Our data indicate that ALK is a potential molecular target for the therapeutic modulation of ALK⁺ ALCL. Similar to BCR-ABL translocation associated with more than 90% of CML, the roles of aberrant expression of NPM-ALK or other ALK chimeric oncoproteins in the pathogenesis of ALCL have been well defined. Studies by Kuefer et al reported that mice given transplants of bone marrow from donor mice infected with retroviral constructs containing the human NPM-ALK cDNA developed lymphomas with 4 to 6 months.²⁵  Subsequently, it was reported that the NPM-ALK transgenic mice spontaneously develop T-cell lymphomas with a relatively short latency period.^26,27  The lack of ALK expression in adult human normal tissues with the exception of neuronal and glial cells⁴  and the observation that ALK knock-out mice are viable without gross or histologic defects (S. W. Morris, personal oral communication, December 2004) suggest that systemic ALK inhibition should be relatively well tolerated without significant side effects. In agreement with this hypothesis, the FP ALK inhibitors used here had minimal effects on the proliferation and survival of ALK^- cell lines evaluated at the same concentrations that effectively inhibit ALK tyrosine phosphorylation and ALK-dependent biologic activities in ALK⁺ tumor cells

In addition to ALK⁺ lymphomas, ALK may also be implicated in the pathogenesis of other solid and hematologic tumors.²⁸  Constitutively activated chimeric ALKs, including TPM3-ALK, TPM4-ALK, CTLC-ALK, CARS-ALK, and RANBP2-ALK, have been demonstrated in approximately 60% of inflammatory myofibroblastic tumors (IMTs), a slow-growing sarcoma that mainly affects children and young adults with about 250 new incidences each year in the United States. Although most IMTs can be cured by surgical resection of the tumor, cases of malignant, invasive, and metastatic IMTs are usually fatal.^4,29  Therefore, an ALK inhibitor could have some clinical benefit for at least some patients with IMTs.
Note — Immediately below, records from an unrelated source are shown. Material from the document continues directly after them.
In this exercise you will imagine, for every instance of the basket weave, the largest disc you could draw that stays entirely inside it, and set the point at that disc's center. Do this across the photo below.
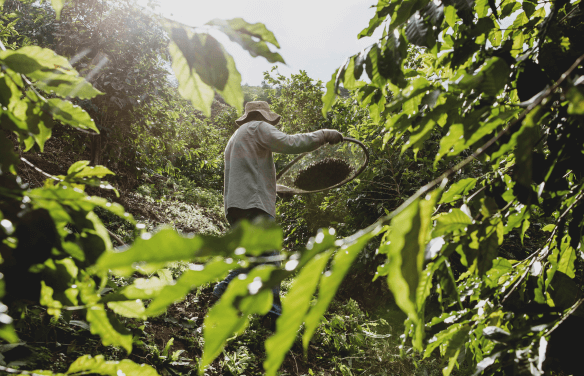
(283, 180)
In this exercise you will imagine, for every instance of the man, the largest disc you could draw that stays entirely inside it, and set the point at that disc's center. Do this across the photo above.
(250, 175)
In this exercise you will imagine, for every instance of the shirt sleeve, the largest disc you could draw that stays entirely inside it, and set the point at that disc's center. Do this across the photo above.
(277, 141)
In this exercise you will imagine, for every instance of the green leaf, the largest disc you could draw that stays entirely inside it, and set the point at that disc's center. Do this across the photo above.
(567, 258)
(372, 67)
(445, 337)
(490, 78)
(66, 86)
(405, 247)
(67, 113)
(232, 92)
(29, 59)
(417, 30)
(242, 32)
(390, 61)
(100, 324)
(133, 309)
(384, 8)
(207, 60)
(145, 256)
(190, 85)
(204, 55)
(8, 159)
(53, 306)
(51, 72)
(458, 189)
(330, 283)
(453, 221)
(90, 172)
(98, 365)
(229, 315)
(489, 243)
(329, 98)
(8, 333)
(576, 98)
(405, 10)
(450, 15)
(295, 305)
(57, 6)
(501, 266)
(165, 296)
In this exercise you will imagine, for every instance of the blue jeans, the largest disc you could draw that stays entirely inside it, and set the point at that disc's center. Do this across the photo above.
(235, 215)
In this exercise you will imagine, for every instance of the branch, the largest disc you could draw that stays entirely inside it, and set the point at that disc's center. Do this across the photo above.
(17, 371)
(443, 179)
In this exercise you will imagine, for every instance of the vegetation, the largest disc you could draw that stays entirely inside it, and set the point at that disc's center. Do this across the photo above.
(467, 223)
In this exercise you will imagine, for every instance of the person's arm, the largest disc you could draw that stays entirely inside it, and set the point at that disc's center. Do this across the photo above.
(279, 142)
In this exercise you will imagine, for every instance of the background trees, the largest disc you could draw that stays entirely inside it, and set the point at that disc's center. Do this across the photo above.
(485, 118)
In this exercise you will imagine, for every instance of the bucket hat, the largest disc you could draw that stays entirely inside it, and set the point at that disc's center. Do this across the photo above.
(261, 107)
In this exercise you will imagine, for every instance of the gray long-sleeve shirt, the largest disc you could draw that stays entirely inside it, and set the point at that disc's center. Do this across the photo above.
(250, 174)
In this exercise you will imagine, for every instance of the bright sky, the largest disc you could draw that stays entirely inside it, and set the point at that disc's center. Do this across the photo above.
(314, 35)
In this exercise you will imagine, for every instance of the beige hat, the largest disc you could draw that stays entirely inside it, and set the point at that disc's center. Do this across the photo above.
(261, 107)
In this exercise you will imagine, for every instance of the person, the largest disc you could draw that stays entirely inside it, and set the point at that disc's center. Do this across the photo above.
(250, 175)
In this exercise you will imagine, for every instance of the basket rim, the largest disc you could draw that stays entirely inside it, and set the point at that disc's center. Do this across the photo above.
(285, 189)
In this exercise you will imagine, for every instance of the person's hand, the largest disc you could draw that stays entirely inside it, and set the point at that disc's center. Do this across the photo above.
(332, 137)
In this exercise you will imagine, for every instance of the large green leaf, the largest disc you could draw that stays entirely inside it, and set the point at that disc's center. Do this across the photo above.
(330, 97)
(405, 247)
(229, 315)
(98, 365)
(190, 85)
(295, 305)
(329, 284)
(243, 33)
(145, 254)
(204, 54)
(131, 308)
(100, 324)
(384, 8)
(165, 296)
(458, 189)
(488, 248)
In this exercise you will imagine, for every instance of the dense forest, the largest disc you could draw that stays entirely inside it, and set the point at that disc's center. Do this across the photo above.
(457, 251)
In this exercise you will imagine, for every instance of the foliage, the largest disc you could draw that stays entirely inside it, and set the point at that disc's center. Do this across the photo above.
(497, 109)
(489, 91)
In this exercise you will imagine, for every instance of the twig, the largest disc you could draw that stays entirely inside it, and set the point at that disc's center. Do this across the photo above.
(39, 170)
(117, 238)
(442, 179)
(572, 310)
(17, 371)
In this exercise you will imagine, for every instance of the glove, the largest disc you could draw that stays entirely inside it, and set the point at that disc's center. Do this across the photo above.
(332, 137)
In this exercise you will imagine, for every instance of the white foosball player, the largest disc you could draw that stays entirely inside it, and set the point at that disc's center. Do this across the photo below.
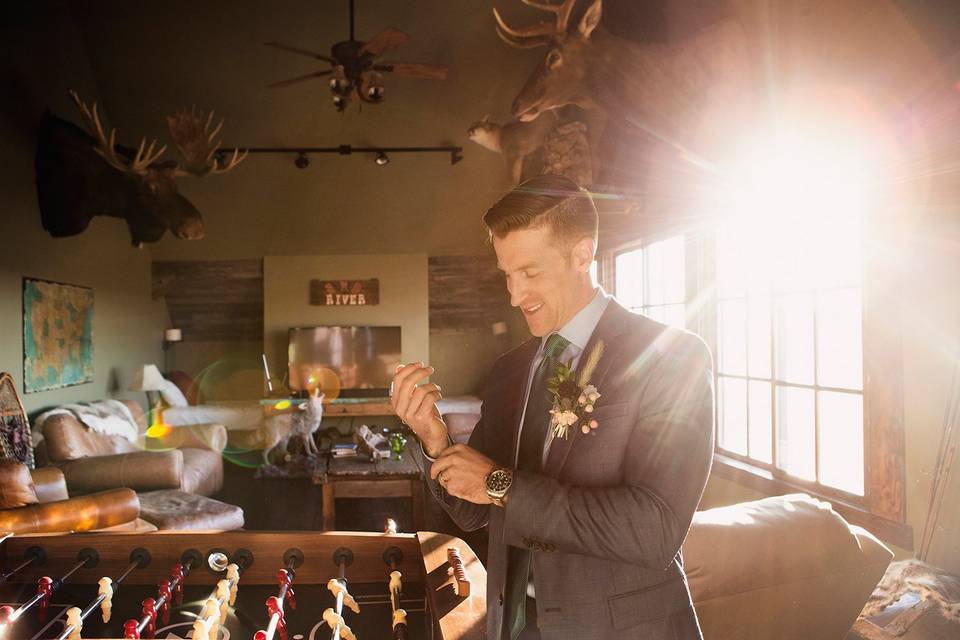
(333, 619)
(336, 587)
(106, 590)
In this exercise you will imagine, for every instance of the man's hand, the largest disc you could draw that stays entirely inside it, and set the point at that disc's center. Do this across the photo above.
(462, 471)
(416, 405)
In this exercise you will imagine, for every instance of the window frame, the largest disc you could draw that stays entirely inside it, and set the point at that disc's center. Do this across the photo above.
(882, 508)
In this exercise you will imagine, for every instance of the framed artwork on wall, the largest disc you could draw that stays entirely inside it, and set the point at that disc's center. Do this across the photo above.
(57, 335)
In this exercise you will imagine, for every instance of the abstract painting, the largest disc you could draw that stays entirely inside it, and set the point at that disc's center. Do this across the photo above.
(57, 335)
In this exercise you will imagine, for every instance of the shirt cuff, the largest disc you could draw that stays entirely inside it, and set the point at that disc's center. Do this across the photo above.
(424, 451)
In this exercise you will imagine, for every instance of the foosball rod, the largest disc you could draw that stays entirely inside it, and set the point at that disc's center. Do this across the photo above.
(145, 620)
(33, 555)
(139, 559)
(85, 558)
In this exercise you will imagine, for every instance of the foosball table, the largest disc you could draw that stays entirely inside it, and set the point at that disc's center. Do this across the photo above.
(241, 585)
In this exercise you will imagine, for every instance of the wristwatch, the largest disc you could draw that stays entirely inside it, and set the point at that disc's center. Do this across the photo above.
(498, 483)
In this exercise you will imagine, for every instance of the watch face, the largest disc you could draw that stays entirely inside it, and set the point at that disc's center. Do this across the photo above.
(499, 480)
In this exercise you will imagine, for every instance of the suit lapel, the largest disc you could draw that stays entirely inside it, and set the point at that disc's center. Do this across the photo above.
(613, 323)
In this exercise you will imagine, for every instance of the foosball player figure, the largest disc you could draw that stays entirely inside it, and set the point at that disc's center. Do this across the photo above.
(273, 607)
(164, 592)
(177, 574)
(233, 576)
(106, 605)
(45, 590)
(150, 609)
(130, 631)
(73, 620)
(284, 578)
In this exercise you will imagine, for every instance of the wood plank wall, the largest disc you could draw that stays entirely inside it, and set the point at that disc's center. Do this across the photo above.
(467, 293)
(212, 300)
The fact that the most abundant expression of ALK occurs in the neonatal brain suggests a possible role for ALK in brain development.^4,5  Recently, pleiotrophin and midkine, secreted heparin-binding polypeptide growth factors highly expressed in the developing nervous system, were identified as putative ALK ligands.^30,31  Preclinical studies have suggested that pleiotrophin/midkine contribute to tumor growth, invasion, and metastasis of a variety of solid tumors.^31-34  Both pleiotrophin and ALK were found to be overexpressed in human glioblastomas,³¹  and depletion of ALK transcripts by ribozymes reduced tumor growth of glioblastoma xenografts in athymic nude mice and prolonged survival of the animals.³⁵  In particular, a 15-kDa COOH-terminal truncation of pleiotrophin was shown to promote glioblastoma proliferation through ALK.³¹  These data implicate ALK signaling as a rate-limiting factor in the growth of glioblastomas and suggest the potential utility of therapeutic targeting of ALK in this patient population, with about 17 000 new cases in the United States each year.
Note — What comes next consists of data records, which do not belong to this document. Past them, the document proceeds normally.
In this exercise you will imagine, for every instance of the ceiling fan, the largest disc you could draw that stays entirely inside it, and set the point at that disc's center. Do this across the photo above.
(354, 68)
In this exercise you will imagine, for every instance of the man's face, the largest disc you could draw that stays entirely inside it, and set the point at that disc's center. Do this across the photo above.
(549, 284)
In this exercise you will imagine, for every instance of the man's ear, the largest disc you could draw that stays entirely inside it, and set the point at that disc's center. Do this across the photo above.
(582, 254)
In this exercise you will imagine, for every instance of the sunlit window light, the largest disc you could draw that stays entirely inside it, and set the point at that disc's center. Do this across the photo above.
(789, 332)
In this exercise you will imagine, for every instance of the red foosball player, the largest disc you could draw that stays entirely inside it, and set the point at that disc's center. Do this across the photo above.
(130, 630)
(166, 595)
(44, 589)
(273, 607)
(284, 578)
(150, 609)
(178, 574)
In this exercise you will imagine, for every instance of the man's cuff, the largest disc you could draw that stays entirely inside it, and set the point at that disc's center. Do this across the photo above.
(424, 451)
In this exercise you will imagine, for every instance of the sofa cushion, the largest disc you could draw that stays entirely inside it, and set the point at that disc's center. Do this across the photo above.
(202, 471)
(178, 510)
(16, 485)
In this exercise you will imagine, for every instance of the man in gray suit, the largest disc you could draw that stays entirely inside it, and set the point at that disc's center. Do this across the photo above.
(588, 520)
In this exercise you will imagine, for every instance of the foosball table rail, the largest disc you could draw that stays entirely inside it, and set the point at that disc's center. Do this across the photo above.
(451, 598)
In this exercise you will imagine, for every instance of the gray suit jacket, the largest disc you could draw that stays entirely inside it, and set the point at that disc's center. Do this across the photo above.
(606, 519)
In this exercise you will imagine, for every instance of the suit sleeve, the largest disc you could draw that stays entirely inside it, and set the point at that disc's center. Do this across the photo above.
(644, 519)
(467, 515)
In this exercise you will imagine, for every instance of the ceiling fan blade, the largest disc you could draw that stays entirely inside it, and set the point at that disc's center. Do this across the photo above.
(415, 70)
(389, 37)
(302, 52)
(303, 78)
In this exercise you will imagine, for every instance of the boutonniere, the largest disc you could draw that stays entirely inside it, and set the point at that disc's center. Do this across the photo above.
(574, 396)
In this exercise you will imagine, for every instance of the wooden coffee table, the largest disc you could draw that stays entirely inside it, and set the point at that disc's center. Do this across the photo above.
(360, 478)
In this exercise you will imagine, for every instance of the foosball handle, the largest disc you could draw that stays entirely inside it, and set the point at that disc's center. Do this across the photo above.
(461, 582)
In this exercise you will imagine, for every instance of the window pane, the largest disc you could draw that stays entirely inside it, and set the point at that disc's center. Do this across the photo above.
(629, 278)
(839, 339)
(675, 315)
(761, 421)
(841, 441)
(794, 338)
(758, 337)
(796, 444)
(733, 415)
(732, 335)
The expression of ALK receptor protein or fusion proteins (or both) has also been reported in neuroblastomas,³⁶  diffuse large B-cell lymphoma,^37,38  malignant peripheral nerve sheath tumor, and leiomyosarcoma.³⁹  It has been reported that cell lines established from solid tumors of ectodermal origin, including melanoma and breast carcinoma, exhibited ALK receptor mRNA expression.²⁸  Further studies should elucidate the role, if any, of either full-length or fusion forms of ALK in the pathogenesis or progression of these tumors.

We thank Dr Stephan W. Morris of St Jude Children's Research Hospital for providing the BaF3 cells and Dr Giorgio Inghirami of New York University Medical School for providing the MEF-Tet-Off-NPM-ALK cell line.